Nuevos dilemas de los interregnos en crisis
El maridaje entre crisis recurrentes y transiciones traumáticas acecha a la Argentina. Las crisis son un viejo tema de las ciencias sociales; en cambio, las transiciones poseen un origen más reciente. A mediados de los 80, Guillermo O'Donnell, Philippe Schmitter y Laurence Whitehead editan Transitions from Authoritarian Rule, un análisis sobre distintos pasajes del autoritarismo a la democracia. Luego, los estudios se ocuparon de la institucionalización democrática y de las reversiones autoritarias. Steve Levitsky acuña el término autoritarismo competitivo para referir a estos retrocesos. Sin embargo, consolidada la democracia, la literatura no presta demasiada atención a las transiciones entre un gobierno saliente y uno entrante, y al rol que juegan las coyunturas económicas, sociales y políticas.
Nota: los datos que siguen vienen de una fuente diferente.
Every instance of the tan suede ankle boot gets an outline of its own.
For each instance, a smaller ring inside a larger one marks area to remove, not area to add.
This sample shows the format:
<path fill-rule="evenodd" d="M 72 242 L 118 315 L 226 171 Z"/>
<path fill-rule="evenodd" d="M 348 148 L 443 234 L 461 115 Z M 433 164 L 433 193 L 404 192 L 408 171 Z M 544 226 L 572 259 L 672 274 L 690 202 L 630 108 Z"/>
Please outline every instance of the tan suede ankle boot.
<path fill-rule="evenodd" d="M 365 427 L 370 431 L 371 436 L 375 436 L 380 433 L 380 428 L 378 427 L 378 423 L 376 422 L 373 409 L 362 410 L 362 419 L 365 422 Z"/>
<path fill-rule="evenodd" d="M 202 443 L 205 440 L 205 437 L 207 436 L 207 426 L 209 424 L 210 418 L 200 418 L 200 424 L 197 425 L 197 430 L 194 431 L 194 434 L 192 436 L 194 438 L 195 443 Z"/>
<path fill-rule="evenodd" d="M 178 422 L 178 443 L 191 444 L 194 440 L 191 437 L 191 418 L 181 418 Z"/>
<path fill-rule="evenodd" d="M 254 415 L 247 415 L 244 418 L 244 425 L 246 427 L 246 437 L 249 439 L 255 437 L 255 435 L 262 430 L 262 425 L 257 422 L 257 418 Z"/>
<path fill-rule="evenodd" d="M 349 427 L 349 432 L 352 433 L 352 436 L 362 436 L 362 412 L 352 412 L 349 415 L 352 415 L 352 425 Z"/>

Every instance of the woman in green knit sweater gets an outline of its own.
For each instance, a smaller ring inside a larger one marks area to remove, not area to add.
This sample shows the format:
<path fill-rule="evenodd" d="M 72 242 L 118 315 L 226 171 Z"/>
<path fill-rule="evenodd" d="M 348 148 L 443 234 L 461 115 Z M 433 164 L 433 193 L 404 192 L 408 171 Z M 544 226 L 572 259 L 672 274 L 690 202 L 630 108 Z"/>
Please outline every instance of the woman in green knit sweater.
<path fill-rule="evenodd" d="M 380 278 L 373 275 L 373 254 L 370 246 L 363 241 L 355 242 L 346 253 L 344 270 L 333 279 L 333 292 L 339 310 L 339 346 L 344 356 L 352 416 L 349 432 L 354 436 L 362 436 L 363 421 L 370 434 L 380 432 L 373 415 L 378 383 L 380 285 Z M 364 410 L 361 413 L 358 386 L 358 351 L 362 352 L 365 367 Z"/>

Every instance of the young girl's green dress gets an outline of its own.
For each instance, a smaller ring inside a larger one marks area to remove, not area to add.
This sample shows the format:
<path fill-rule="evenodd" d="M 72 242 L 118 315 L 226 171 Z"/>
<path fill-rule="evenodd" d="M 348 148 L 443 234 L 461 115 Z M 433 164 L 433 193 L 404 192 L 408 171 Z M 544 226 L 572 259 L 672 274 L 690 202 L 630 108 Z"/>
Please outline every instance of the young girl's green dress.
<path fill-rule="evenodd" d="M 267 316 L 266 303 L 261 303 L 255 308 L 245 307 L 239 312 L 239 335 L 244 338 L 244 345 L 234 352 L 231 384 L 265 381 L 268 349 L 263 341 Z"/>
En un intento de comparar con la actual circunstancia, los analistas vuelven su mirada hacia las traumáticas transiciones de 1989 y de 2001. ¿Qué tienen en común? Primero, la conexión entre transición político-institucional y crisis económico-social. Segundo, el papel del mercado presionando sobre el peso, que se refleja en la disparada, tarde o temprano, del dólar, un medidor de la profundidad de la crisis. Tercero, la fuerza opositora rumbo a conquistar la Casa Rosada en 1989, 2001 y 2019 es el peronismo, el espacio político con mayor representatividad, poder federal y capacidad de gobernabilidad del sistema partidario.
Cuarto, las crisis con desajustes macroeconómicos y con consecuencias altamente dañinas para la sociedad y para la reputación del país en el exterior habilitan al nuevo gobierno a llevar adelante ajustes brutales. Convertibilidad mediante, Carlos Menem detuvo la hiperinflación y se convirtió en un alumno ejemplar del Consenso de Washington. En 2001, Adolfo Rodríguez Saá declaró el default, y luego Eduardo Duhalde produjo una devaluación del 400%. Quinto, las transiciones con crisis llevan a la sociedad a tolerar y aplaudir medidas económicas que de otro modo jamás haría. Como no hay crisis interminables ni transiciones que no finalicen, las soluciones aparecen.
Sin embargo, el patrón descripto no es único. Dos ocasiones exhiben un modelo diferente, en el que los cambios de gobierno encuentran otro desenlace: sin crisis. Cuando las mudanzas de administración ocurren dentro del peronismo, como en 2003 y 2007: Néstor Kirchner heredó de Duhalde un país, según Mario Damill y Roberto Frenkel, con una economía creciendo, y Cristina Kirchner sucedió a su marido pacíficamente. Tampoco traen turbulencias los pasajes de un gobierno justicialista a otro opositor, como en 1999 y 2015: pese a la dificultosa situación económico-social, las sucesiones de Menem a Fernando de la Rúa y de Cristina Kirchner a Mauricio Macri se mostraron ordenadas.
Supuestamente diseñadas para promover la democratización, la participación y la renovación partidaria, las PASO se transforman, dado su carácter obligatorio, en una suerte de primera vuelta dos meses y medio antes de la elección general y cuatro antes del traspaso del poder. Emerge, así, un escenario inédito. Por primera vez desde su vigencia, el resultado de las elecciones primarias favorece a la oposición, y por un margen cercano a 18 puntos. Debilitado por el resultado, acosado por la crisis y carente de suficientes recursos políticos e institucionales, el Gobierno debe gestionar durante cuatro meses más.
La tensión entre el gobierno endeble y la oposición fortalecida provoca la reacción de los mercados, generando una enorme volatilidad. Una vez más, la gravedad de la coyuntura pone a prueba la capacidad de la elite político-partidaria para forjar acuerdos en torno a coincidencias mínimas que permitan llegar a la culminación del mandato presidencial vigente sin infligir un deterioro económico mayor a la sociedad y una lesión institucional a la República.